Most Efficient Way to Retrieve Date Ranges in SQL Server

performancequery-performancesql server

What's the most efficient way to retrieve date ranges with a table structure like this?

create table SomeDateTable
(
    id int identity(1, 1) not null,
    StartDate datetime not null,
    EndDate datetime not null
)
go

Say you want a range for both StartDate and EndDate. So in other words, if StartDate falls in between @StartDateBegin and @StartDateEnd, and EndDate falls in between @EndDateBegin and @EndDateEnd, then do something.

I know there are a few ways to probably go about this, but what is the most advised?

Best Answer

This is a hard problem to solve in general, but there are a couple of things we can do to help the optimizer choose a plan. This script creates a table with 10,000 rows with a known pseudo-random distribution of rows to illustrate:

CREATE TABLE dbo.SomeDateTable
(
    Id          INTEGER IDENTITY(1, 1) PRIMARY KEY NOT NULL,
    StartDate   DATETIME NOT NULL,
    EndDate     DATETIME NOT NULL
);
GO
SET STATISTICS XML OFF
SET NOCOUNT ON;
DECLARE
    @i  INTEGER = 1,
    @s  FLOAT = RAND(20120104),
    @e  FLOAT = RAND();

WHILE @i <= 10000
BEGIN
    INSERT dbo.SomeDateTable
        (
        StartDate, 
        EndDate
        )
    VALUES
        (
        DATEADD(DAY, @s * 365, {d '2009-01-01'}),
        DATEADD(DAY, @s * 365 + @e * 14, {d '2009-01-01'})
        )

    SELECT
        @s = RAND(),
        @e = RAND(),
        @i += 1
END

The first question is how to index this table. One option is to provide two indexes on the DATETIME columns, so the optimizer can at least choose whether to seek on StartDate or EndDate.

CREATE INDEX nc1 ON dbo.SomeDateTable (StartDate, EndDate)
CREATE INDEX nc2 ON dbo.SomeDateTable (EndDate, StartDate)

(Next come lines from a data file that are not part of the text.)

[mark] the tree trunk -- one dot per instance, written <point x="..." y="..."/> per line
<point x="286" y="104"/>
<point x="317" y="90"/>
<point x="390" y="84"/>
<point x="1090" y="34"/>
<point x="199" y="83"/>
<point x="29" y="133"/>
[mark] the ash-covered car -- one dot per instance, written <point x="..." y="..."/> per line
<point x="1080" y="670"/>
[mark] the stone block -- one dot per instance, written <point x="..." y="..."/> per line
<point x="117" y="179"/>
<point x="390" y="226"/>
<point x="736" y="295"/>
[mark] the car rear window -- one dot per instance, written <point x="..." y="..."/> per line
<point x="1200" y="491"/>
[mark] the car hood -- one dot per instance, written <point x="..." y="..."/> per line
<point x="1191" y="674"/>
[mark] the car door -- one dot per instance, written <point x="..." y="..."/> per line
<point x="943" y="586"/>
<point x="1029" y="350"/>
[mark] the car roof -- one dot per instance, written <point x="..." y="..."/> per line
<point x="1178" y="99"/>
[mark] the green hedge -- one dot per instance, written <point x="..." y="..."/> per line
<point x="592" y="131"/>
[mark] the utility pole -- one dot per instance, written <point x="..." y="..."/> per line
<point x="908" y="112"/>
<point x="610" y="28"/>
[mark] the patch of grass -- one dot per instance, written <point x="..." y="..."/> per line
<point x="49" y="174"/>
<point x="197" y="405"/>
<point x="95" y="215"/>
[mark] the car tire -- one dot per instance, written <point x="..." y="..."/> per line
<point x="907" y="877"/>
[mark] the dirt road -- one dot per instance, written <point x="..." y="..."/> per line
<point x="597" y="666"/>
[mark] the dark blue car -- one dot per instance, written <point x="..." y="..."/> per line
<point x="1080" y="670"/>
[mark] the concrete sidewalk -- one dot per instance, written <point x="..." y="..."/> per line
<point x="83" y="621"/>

Naturally, the inequalities on both StartDate and EndDate mean that only one column in each index can support a seek in the example query, but this is about the best we can do. We might consider making the second column in each index an INCLUDE rather than a key, but we might have other queries that can perform an equality seek on the leading column and an inequality seek on the second column. Also, we may get better statistics this way. Anyway...

DECLARE
    @StartDateBegin DATETIME = {d '2009-08-01'},
    @StartDateEnd DATETIME = {d '2009-10-15'},
    @EndDateBegin DATETIME = {d '2009-08-05'},
    @EndDateEnd DATETIME = {d '2009-10-22'}

SELECT
    COUNT_BIG(*)
FROM dbo.SomeDateTable AS sdt
WHERE
    sdt.StartDate BETWEEN @StartDateBegin AND @StartDateEnd
    AND sdt.EndDate BETWEEN @EndDateBegin AND @EndDateEnd

This query uses variables, so in general the optimizer will guess at selectivity and distribution, resulting in a guessed cardinality estimate of 81 rows. In fact, the query produces 2076 rows, a discrepancy that might be important in a more complex example.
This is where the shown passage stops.